Hotels in the Central/South America region recorded mixed Q3 2016 results when reported in U.S. dollar constant currency, according to data from STR.

Compared with Q3 2015, the Central/South America region reported a 3.2% decrease in occupancy to 57.1%. However, average daily rate (ADR) was up 19.0% to US$98.92, and revenue per available room (RevPAR) grew 15.2% to US$56.45. 

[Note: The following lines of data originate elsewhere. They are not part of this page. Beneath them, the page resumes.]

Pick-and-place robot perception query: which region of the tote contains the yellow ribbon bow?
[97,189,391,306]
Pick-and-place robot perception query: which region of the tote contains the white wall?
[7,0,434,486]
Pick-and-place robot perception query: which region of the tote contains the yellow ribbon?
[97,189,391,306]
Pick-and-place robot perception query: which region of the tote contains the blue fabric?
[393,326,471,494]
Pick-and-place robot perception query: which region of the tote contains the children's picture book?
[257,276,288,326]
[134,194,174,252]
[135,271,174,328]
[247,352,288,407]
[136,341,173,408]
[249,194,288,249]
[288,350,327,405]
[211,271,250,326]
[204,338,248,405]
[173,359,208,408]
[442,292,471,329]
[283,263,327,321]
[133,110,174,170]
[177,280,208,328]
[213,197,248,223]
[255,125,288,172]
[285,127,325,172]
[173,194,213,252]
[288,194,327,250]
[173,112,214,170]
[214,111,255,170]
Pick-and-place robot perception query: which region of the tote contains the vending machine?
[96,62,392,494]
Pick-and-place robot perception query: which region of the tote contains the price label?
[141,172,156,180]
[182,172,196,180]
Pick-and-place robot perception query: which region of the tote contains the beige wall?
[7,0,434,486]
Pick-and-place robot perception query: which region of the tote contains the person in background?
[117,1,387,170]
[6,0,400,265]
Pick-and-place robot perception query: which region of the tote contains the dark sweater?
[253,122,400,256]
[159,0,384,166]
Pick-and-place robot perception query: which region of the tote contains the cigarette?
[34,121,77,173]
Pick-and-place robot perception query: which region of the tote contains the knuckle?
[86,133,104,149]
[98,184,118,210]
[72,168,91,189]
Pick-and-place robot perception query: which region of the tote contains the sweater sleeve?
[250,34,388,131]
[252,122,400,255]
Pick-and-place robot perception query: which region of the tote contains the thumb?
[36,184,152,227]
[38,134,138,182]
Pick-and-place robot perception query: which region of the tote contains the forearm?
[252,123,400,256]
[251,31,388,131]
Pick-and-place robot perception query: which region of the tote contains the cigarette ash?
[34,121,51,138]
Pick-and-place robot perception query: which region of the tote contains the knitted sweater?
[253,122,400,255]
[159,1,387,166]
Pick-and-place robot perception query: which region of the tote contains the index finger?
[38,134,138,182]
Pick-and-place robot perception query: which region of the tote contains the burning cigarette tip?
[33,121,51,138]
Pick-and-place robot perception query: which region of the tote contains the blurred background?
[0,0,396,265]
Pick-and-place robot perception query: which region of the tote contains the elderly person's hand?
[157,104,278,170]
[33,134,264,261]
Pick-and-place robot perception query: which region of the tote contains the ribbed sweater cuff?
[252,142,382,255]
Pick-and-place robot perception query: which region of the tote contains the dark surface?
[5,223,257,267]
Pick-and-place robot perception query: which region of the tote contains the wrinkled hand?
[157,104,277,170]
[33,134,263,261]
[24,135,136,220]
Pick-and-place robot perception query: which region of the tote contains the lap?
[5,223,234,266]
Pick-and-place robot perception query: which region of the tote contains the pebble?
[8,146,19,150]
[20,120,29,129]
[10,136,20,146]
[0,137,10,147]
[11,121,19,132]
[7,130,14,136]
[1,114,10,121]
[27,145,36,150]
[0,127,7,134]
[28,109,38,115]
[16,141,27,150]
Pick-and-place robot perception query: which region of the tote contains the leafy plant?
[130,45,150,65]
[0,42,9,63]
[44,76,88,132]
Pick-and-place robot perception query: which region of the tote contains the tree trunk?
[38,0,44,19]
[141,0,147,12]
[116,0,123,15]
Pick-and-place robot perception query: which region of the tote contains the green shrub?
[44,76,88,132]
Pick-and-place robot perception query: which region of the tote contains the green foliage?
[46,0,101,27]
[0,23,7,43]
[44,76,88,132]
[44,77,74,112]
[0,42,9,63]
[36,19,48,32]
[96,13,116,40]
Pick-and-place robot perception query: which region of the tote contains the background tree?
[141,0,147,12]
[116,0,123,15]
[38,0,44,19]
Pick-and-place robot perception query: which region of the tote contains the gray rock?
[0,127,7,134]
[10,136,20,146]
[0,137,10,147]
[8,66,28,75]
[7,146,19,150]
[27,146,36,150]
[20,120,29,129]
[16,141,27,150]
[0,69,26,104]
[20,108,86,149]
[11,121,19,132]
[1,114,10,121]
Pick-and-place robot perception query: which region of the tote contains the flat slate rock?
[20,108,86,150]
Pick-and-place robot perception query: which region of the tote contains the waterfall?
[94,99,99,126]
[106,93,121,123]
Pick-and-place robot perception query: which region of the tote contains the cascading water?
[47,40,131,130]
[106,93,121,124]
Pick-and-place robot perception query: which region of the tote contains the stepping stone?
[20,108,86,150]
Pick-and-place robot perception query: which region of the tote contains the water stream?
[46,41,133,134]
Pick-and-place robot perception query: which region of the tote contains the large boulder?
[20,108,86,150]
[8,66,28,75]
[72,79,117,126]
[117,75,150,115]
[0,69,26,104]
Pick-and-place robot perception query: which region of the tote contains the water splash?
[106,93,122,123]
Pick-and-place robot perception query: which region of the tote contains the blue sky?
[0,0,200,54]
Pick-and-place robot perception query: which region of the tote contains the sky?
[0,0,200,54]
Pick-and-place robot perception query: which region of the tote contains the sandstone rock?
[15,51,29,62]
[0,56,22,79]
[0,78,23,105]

Performance of featured countries for Q3 2016 (local currency, year-over-year comparisons):

Argentina saw a slight dip in occupancy (-1.6% to 57.3%), but a 54.5% spike in ADR to ARS1,602.79 pushed RevPAR up 52.0% to an all-time quarterly high (ARS918.22). The absolute occupancy level was the lowest for a third quarter in Argentina since 2012. STR analysts point to a decline in corporate business, as evidenced by an 18.7% year-over-year decrease in Contract demand, as a driving reason behind the low occupancy. Additionally, hotels in the country became expensive within Latin America due to high inflation rates. The ARS1,602.79 absolute ADR level was the second highest (Q1 2016) for any quarter on record in Argentina.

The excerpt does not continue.